Till date, while the Joint Working Group constituted under the MoU has met only once, thousands of hectares of land have been lost due to accelerating sea level rise and erosion. Consequently, people are being displaced both physically and occupationally. The processes are also reducing forestlands that sustain the Royal Bengal tiger. The pace of environmental change and that of conventional bilateral diplomacy are asynchronous. This must be addressed at the highest level. Else, the responses to long-term, large-scale challenges in the form of joint action envisaged in the MoU cannot be formulated and implemented commensurate with the rate of environmental change. Disagreements or lack of agreement between neighbouring nations have costs that the citizens and shared ecosystems bear, but this is disproportionately higher at the margins of a mega-delta in a warming world. As it is, the Sunderban region suffers from severe development deficit in both countries.
In view of the ongoing environmental change, large-scale climate change adaptation interventions in the Sunderban region are necessary.
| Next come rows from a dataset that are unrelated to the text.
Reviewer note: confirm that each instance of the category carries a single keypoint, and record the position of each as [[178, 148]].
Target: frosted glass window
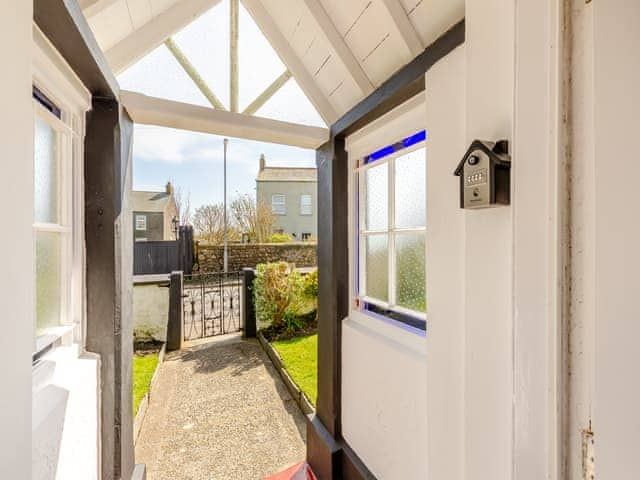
[[392, 227], [46, 173], [410, 190], [48, 281], [410, 271], [377, 267], [376, 197]]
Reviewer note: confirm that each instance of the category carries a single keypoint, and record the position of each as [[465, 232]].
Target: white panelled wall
[[16, 241]]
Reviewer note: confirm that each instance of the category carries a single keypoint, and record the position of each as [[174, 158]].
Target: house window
[[278, 204], [391, 226], [141, 222], [53, 200], [305, 205]]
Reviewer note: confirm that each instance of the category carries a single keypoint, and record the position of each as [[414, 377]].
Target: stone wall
[[210, 257]]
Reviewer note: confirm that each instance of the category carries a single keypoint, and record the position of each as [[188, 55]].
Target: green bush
[[280, 238], [284, 298]]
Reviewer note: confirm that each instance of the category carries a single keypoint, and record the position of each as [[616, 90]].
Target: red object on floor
[[300, 471]]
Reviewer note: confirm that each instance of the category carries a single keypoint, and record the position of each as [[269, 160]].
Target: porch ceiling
[[338, 51]]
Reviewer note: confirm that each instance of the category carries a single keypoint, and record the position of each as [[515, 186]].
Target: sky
[[194, 161]]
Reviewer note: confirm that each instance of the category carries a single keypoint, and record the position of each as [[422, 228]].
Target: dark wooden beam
[[64, 24], [327, 452], [404, 84]]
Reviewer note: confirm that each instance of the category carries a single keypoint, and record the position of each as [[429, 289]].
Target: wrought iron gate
[[211, 303]]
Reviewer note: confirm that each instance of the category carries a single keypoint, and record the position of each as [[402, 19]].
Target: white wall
[[384, 375], [488, 394], [537, 240], [16, 244], [445, 121], [616, 77], [384, 393]]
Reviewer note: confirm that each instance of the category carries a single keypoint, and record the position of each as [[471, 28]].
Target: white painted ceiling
[[347, 47]]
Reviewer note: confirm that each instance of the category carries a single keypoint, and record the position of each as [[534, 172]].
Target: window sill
[[52, 338], [409, 337]]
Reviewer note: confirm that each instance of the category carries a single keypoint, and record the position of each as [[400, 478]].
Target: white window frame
[[401, 122], [306, 209], [391, 231], [275, 205], [55, 79], [141, 216]]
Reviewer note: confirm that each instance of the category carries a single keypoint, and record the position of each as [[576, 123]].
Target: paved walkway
[[220, 411]]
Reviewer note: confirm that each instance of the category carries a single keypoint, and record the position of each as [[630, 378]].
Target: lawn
[[300, 358], [143, 368]]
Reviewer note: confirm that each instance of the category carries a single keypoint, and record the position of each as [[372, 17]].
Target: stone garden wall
[[210, 257]]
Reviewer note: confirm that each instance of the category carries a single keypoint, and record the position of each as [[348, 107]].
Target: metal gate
[[211, 303]]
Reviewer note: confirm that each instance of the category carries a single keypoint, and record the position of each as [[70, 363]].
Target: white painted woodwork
[[91, 8], [340, 49], [134, 46], [280, 44], [167, 113], [404, 27], [489, 251], [16, 285], [432, 18], [540, 203], [384, 366], [445, 122]]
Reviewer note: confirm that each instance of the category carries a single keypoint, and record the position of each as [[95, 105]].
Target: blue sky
[[193, 161]]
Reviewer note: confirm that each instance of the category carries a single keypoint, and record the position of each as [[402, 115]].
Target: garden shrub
[[284, 298]]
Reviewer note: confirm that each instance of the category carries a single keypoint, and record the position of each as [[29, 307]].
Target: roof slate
[[149, 201]]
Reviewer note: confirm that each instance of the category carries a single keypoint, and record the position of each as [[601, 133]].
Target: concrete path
[[220, 411]]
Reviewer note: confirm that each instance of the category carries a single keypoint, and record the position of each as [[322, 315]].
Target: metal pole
[[226, 141]]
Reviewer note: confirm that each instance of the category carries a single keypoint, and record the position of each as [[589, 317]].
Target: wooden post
[[248, 308], [174, 324]]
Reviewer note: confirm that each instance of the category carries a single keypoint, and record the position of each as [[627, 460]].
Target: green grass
[[143, 368], [300, 358]]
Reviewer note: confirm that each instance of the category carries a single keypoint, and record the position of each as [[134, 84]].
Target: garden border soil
[[144, 403]]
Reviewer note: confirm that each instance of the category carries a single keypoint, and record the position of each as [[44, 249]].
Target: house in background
[[291, 193], [154, 214]]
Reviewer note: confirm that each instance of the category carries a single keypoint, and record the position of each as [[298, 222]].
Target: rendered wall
[[150, 311], [489, 50], [384, 397], [616, 87], [445, 117], [16, 283], [292, 222]]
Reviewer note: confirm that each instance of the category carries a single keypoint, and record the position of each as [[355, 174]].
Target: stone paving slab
[[220, 411]]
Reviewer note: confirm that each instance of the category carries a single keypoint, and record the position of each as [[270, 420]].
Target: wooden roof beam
[[289, 57], [343, 52], [153, 33], [168, 113]]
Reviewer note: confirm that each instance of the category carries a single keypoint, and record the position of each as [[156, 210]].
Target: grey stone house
[[153, 213], [291, 193]]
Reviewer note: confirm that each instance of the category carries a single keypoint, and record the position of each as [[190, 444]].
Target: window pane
[[376, 191], [410, 271], [47, 281], [377, 279], [45, 173], [410, 186]]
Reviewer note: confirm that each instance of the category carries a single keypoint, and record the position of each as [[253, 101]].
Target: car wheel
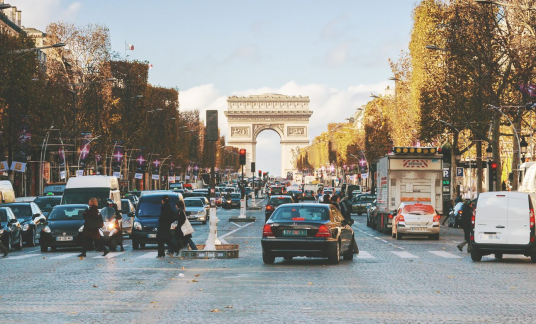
[[477, 256], [335, 255], [268, 258], [135, 245], [31, 242], [113, 244]]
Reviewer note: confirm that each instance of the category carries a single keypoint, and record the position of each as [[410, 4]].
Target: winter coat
[[92, 223], [167, 217]]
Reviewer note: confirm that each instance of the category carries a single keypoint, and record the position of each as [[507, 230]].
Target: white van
[[503, 223], [80, 189]]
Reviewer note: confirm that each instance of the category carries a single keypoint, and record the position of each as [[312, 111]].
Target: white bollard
[[210, 245]]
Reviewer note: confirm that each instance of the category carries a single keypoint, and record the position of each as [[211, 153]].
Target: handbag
[[187, 228]]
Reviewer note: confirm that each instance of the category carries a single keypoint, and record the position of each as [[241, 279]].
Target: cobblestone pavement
[[415, 280]]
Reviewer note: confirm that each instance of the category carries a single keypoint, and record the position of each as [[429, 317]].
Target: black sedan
[[10, 231], [31, 220], [310, 230], [63, 227], [274, 202], [231, 201]]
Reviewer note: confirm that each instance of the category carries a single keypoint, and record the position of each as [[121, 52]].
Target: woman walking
[[163, 233], [184, 228]]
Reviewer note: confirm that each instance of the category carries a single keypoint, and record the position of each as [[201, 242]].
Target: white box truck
[[407, 178]]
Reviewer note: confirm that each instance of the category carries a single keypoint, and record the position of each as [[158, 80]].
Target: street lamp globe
[[523, 145]]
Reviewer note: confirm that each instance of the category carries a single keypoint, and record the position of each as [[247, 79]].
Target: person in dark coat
[[467, 214], [163, 233], [93, 222]]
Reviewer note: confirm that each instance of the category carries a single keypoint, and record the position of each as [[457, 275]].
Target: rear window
[[294, 213], [280, 201], [418, 209]]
These would involve, among others, a planned retreat from certain locations where maintaining habitation would be nearly impossible and exorbitant. Bangladesh is reportedly working on developing climate-resilient and migrant-friendly cities and towns to encourage migration away from densely-populated areas. India should consider helping Bangladesh in this endeavour and learn from the process as this would avoid jeopardizing regional environmental security by helping people to move away from harm’s way and by allowing mangroves to move inland apace with rising sea levels.
The sheer scale of interventions necessitates accessing technology and international climate finance. These can be fast-tracked through a binational mechanism that facilitates collaboration between the two countries. The JWG should be reconstituted for this purpose and meet frequently till it is able to deliver a bilateral mechanism for cooperation and coordination. The mechanism should be ecosystem focused, take an adaptive management approach, and ensure collaboration and participation. Such a mechanism can help define the region and the adaptation measures, draw up timelines, keep track of progress, and report back to the JWG.
The transboundary mechanism to address impacts of climate change and enhance regional environmental security should be multi-layered and participatory rather than procedural. Meaningful participation would mean bidirectional flow of information between those who decide and those who are affected by the decisions. The mechanism should go beyond Westphalia, the 19th and 20th century fixation on the concept of sovereignty, and decentralize decision-making at multiple levels, starting from the highest political level to the programme implementing level. For facilitating dialogue and better coordination between the two countries and among actors within each country, there should be a Common Sunderban Secretariat akin to the trinational Common Wadden Sea Secretariat. The Secretariat is not meant to infringe on jurisdictions but adapted to work with existing institutional structures. The CSS could be based in one of the countries but also registered as a legal entity in the other country to be able to ‘do business’ there. The Secretariat could be the vehicle for accessing technology and international climate finance, as well as serve as the Common Project Management Unit for large-scale adaptation interventions.
The rate of global warming and the trajectory of UN climate negotiations leave vulnerable nations little choice but to act decisively for securing the future for their people and the ecosystems that sustain them. The two prime ministers have the mandate and the will to be decisive; it is only a matter of the agenda. Would the external affairs minister oblige? For time is not an ally of the Sunderban and its people.